The data revealed that 16% more remortgages were completed in March and 44% of borrowers opting to increase their loan size. 52% of those who remortgaged took out a 2-year fixed rate product, the most popular product last month. 30% said their main aim when remortgaging was to lower their monthly payments, making it the most popular response.
The average remortgage loan amount in London was £381,055, while the average for the rest of the UK stood at £174,679 making remortgage loan amounts 118% higher in London than in the rest of the country.
What’s more, the longest previous mortgage length was found in North East at 68.03 months (5.7 years), while the shortest was in the Yorkshire at 52.14 months (4.35 years), making the longest previous mortgage term 30.4% longer than the shortest. Nick Chadbourne, CEO, LMS commented:
“March witnessed its customary transitional phase in the remortgage sector, marked by an 11% decline in new instructions juxtaposed against a robust 16% upsurge in completions. Despite fluctuations across regions and shifts among lenders, an underlying stability pervades the market.
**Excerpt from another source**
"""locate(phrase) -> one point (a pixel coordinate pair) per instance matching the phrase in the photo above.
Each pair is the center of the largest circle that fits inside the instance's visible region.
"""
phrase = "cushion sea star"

Mortgage rates and property values remain relatively static, underscoring this stability, further evidenced by a notable decrease in cancellation rates.Anticipating a rise in consumer confidence, coupled with favourable trends in the housing market, we foresee a ripple effect into the remortgage sector throughout 2024. Notably, two significant peaks in product expirations loom later in the year, signalling an expected uptick in market activity as the months progress.”